Amazon S3 for Data Engineers — Beyond Just File Storage
Most data engineers use S3 as a file system — upload files, download files. But S3 has a rich set of features specifically useful for data engineering that most engineers never learn: lifecycle policies, event notifications, S3 Select, Requester Pays, and Intelligent Tiering.
S3 storage classes and lifecycle policies
S3 has multiple storage classes with different cost and retrieval speed tradeoffs:
S3 Standard: hot data, frequent access, highest cost
S3 Standard-IA (Infrequent Access): data accessed monthly, 40% cheaper than Standard
S3 Glacier Instant Retrieval: archive data accessed quarterly, 68% cheaper
S3 Glacier Deep Archive: long-term archive, lowest cost, 12-hour retrieval
Lifecycle policies automatically transition objects between classes based on age. Bronze layer data older than 90 days → Standard-IA. Older than 365 days → Glacier. This runs automatically with no code required.
S3 event notifications for pipeline triggers
S3 can trigger Lambda functions, SQS queues, or SNS topics when objects are created, deleted, or restored.

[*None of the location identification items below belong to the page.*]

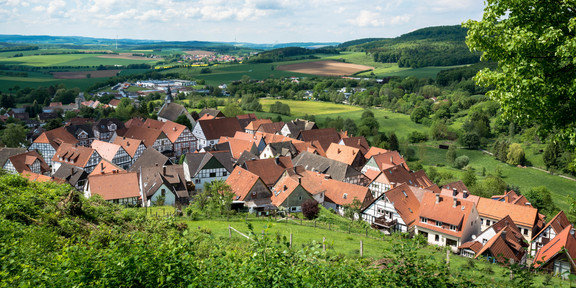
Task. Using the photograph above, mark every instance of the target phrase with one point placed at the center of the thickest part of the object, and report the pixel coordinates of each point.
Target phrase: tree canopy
(534, 44)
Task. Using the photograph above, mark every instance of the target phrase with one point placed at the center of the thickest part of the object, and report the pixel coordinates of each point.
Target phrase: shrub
(461, 162)
(310, 209)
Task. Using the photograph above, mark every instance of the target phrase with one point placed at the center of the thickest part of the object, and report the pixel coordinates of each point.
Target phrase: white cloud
(369, 18)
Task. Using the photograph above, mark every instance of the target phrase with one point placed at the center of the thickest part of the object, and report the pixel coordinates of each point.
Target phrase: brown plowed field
(325, 68)
(82, 74)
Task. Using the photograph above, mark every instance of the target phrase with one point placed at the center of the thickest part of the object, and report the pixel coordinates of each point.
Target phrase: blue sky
(256, 21)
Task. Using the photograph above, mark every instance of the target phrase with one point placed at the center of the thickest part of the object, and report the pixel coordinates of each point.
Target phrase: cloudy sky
(256, 21)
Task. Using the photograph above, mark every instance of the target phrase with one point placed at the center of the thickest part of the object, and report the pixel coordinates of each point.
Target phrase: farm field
(325, 68)
(524, 178)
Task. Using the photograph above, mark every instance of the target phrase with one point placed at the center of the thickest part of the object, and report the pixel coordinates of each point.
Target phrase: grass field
(340, 242)
(524, 178)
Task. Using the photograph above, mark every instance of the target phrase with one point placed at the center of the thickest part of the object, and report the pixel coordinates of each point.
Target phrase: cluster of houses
(280, 165)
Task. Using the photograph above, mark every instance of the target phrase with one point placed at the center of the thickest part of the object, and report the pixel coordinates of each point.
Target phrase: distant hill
(78, 42)
(432, 46)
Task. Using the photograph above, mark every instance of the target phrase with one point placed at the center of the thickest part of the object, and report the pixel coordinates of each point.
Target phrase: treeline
(290, 53)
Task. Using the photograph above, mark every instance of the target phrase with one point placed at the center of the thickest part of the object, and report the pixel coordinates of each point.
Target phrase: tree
(310, 209)
(451, 154)
(541, 198)
(532, 42)
(515, 155)
(14, 135)
(232, 109)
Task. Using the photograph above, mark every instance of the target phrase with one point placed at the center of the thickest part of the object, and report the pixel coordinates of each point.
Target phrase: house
(397, 209)
(356, 142)
(208, 132)
(460, 191)
(171, 111)
(236, 146)
(82, 132)
(289, 193)
(203, 167)
(337, 170)
(346, 154)
(293, 128)
(501, 242)
(48, 142)
(272, 128)
(166, 184)
(134, 147)
(382, 161)
(6, 152)
(526, 217)
(557, 256)
(253, 126)
(549, 232)
(79, 156)
(27, 162)
(338, 195)
(512, 197)
(150, 157)
(447, 221)
(113, 153)
(277, 149)
(250, 190)
(269, 170)
(71, 174)
(151, 137)
(104, 128)
(324, 136)
(395, 175)
(121, 188)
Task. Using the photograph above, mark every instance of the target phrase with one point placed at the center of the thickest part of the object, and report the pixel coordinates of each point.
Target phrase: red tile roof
(563, 242)
(74, 155)
(115, 186)
(445, 212)
(342, 153)
(242, 181)
(521, 215)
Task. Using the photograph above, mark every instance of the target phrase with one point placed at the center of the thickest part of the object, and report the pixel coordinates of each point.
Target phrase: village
(272, 166)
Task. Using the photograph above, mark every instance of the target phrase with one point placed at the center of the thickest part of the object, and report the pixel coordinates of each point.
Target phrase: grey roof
(282, 148)
(197, 161)
(150, 157)
(337, 170)
(246, 156)
(70, 173)
(6, 153)
(171, 111)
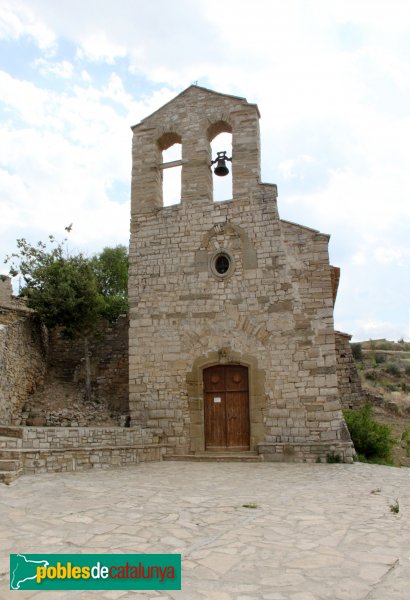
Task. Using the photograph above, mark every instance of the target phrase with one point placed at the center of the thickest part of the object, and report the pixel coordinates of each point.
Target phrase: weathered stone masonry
(272, 312)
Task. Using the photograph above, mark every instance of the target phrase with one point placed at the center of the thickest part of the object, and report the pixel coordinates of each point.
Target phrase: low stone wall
(56, 438)
(308, 452)
(23, 351)
(64, 449)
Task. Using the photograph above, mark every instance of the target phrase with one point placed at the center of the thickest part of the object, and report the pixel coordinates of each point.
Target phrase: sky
(332, 82)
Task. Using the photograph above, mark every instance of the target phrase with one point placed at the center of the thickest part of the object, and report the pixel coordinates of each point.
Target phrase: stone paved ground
(317, 532)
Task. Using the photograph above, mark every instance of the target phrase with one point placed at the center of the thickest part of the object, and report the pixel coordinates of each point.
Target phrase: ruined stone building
(231, 340)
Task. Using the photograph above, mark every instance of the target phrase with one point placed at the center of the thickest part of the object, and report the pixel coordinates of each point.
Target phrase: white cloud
(332, 81)
(98, 48)
(63, 69)
(17, 20)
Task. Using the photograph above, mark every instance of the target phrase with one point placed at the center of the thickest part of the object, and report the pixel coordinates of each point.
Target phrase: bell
(221, 169)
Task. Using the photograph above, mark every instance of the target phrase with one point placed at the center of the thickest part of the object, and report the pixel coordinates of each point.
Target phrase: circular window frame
(212, 264)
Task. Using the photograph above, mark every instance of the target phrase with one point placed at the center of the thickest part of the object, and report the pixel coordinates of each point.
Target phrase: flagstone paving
(245, 531)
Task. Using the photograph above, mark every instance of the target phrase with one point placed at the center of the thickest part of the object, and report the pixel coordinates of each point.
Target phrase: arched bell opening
(220, 137)
(171, 168)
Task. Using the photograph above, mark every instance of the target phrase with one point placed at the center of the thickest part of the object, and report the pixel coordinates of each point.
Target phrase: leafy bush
(392, 369)
(357, 351)
(372, 440)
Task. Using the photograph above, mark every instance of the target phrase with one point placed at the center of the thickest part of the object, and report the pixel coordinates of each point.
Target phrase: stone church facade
(231, 339)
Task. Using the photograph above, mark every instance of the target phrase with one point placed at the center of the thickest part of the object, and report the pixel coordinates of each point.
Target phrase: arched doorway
(226, 407)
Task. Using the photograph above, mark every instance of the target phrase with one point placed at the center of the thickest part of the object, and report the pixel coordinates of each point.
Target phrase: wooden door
(226, 406)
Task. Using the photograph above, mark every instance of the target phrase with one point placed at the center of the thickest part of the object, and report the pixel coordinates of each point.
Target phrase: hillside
(384, 370)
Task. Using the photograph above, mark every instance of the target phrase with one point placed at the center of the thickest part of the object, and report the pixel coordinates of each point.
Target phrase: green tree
(373, 441)
(62, 289)
(111, 270)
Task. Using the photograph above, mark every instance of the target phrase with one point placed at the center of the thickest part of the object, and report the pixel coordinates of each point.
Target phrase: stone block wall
(272, 312)
(109, 363)
(64, 449)
(23, 354)
(350, 388)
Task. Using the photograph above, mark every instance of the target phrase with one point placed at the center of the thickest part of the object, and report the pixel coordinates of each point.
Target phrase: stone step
(10, 465)
(8, 477)
(216, 457)
(14, 432)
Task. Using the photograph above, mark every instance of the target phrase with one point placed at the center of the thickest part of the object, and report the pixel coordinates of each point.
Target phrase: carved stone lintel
(224, 355)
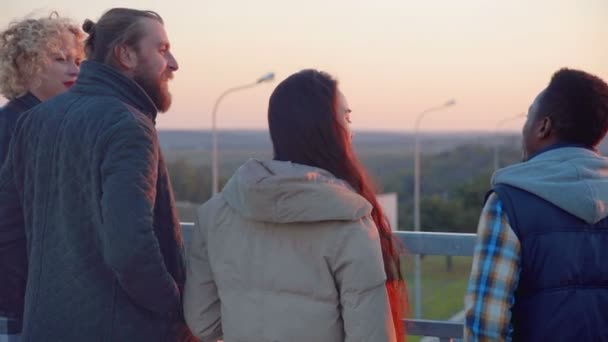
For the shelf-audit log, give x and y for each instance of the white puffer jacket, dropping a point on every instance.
(286, 252)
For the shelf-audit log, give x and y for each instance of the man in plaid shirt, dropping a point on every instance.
(540, 267)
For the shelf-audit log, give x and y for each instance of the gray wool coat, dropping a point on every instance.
(86, 183)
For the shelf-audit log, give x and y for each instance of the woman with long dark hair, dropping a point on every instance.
(297, 248)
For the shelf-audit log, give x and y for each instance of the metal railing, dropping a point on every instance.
(423, 243)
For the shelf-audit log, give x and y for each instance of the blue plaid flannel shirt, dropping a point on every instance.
(494, 277)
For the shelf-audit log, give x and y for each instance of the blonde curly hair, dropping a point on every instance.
(27, 46)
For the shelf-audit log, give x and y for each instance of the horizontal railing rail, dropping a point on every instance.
(423, 243)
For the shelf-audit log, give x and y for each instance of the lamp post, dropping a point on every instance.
(496, 144)
(214, 157)
(417, 289)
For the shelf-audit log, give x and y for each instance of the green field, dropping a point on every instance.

Common pattern: a source system drops a CSV file in S3 → S3 event triggers a Lambda → Lambda starts a Glue job to process the file → Glue writes Parquet to processed/ prefix.
This creates an event-driven pipeline that runs automatically when new data arrives — no polling, no scheduler, no wasted compute waiting for files.
S3 Select — query without downloading
S3 Select lets you run SQL-like queries against individual S3 objects and return only the matching rows — without downloading the entire file.
For a 10GB CSV file: SELECT * WHERE region = US returns only US rows, transferring perhaps 500MB instead of 10GB.
Useful for: quick data inspection, lightweight filtering before full processing, and reducing Lambda function memory requirements when processing large files.
Partitioning strategy for S3 data lakes
S3 objects are accessed by prefix (folder-like path). Athena, Glue, and Spark all prune partitions based on S3 prefixes.
Optimal partition structure for most data engineering use cases:
s3://bucket/table-name/year=2026/month=03/day=15/
Hive-style partitioning (key=value format) is recognized automatically by Glue catalog, Athena, and Spark. This enables predicate pushdown — only partitions matching your WHERE clause are read.